AUTHOR=Zhu Ying , Chen Liwei , Lu Wenjie , Gong Yongjun , Wang Ximing
TITLE=The application of the nnU-Net-based automatic segmentation model in assisting carotid artery stenosis and carotid atherosclerotic plaque evaluation
JOURNAL=Frontiers in Physiology
VOLUME=13
YEAR=2022
URL=https://www.frontiersin.org/journals/physiology/articles/10.3389/fphys.2022.1057800
DOI=10.3389/fphys.2022.1057800
ISSN=1664-042X
ABSTRACT=
Objective: No new U-net (nnU-Net) is a newly-developed deep learning neural network, whose advantages in medical image segmentation have been noticed recently. This study aimed to investigate the value of the nnU-Net-based model for computed tomography angiography (CTA) imaging in assisting the evaluation of carotid artery stenosis (CAS) and atherosclerotic plaque.
Methods: This study retrospectively enrolled 93 CAS-suspected patients who underwent head and neck CTA examination, then randomly divided them into the training set (N = 70) and the validation set (N = 23) in a 3:1 ratio. The radiologist-marked images in the training set were used for the development of the nnU-Net model, which was subsequently tested in the validation set.
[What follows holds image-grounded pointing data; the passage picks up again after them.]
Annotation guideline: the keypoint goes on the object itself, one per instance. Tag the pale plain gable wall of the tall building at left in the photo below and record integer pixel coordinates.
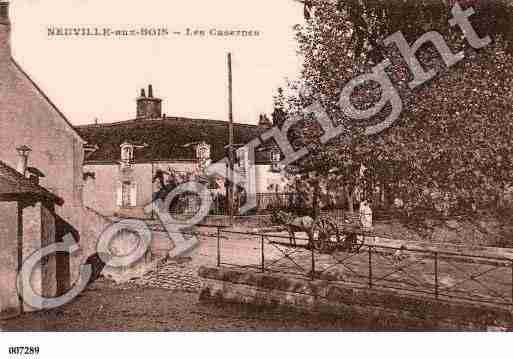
(27, 117)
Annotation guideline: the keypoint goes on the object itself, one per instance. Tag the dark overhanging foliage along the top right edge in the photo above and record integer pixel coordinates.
(373, 20)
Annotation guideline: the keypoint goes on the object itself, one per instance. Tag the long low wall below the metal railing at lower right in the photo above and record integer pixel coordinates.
(237, 286)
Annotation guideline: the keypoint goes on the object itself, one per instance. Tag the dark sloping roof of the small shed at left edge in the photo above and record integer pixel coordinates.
(13, 184)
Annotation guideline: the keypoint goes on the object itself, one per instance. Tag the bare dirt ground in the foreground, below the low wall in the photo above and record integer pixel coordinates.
(109, 307)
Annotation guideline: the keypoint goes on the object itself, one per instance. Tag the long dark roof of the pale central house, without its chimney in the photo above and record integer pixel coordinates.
(170, 138)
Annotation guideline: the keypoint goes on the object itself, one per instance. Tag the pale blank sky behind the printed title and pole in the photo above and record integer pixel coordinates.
(91, 77)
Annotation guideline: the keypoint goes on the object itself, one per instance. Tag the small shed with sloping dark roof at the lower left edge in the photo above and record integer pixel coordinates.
(28, 222)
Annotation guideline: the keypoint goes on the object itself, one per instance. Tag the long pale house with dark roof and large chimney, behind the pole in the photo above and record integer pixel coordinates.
(128, 156)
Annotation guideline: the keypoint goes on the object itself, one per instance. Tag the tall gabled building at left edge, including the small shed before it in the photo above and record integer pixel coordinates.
(38, 140)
Results: In the training set, the nnU-Net had already displayed a good performance for CAS diagnosis and atherosclerotic plaque segmentation. Then, its utility was further confirmed in the validation set: the Dice similarity coefficient value of the nnU-Net model in segmenting background, blood vessels, calcification plaques, and dark spots reached 0.975, 0.974 0.795, and 0.498, accordingly. Besides, the nnU-Net model displayed a good consistency with physicians in assessing CAS (Kappa = 0.893), stenosis degree (Kappa = 0.930), the number of calcification plaque (Kappa = 0.922), non-calcification (Kappa = 0.768) and mixed plaque (Kappa = 0.793), as well as the max thickness of calcification plaque (intraclass correlation coefficient = 0.972). Additionally, the evaluation time of the nnU-Net model was shortened compared with the physicians (27.3 ± 4.4 s vs. 296.8 ± 81.1 s, p < 0.001).
Conclusion: The automatic segmentation model based on nnU-Net shows good accuracy, reliability, and efficiency in assisting CTA to evaluate CAS and carotid atherosclerotic plaques.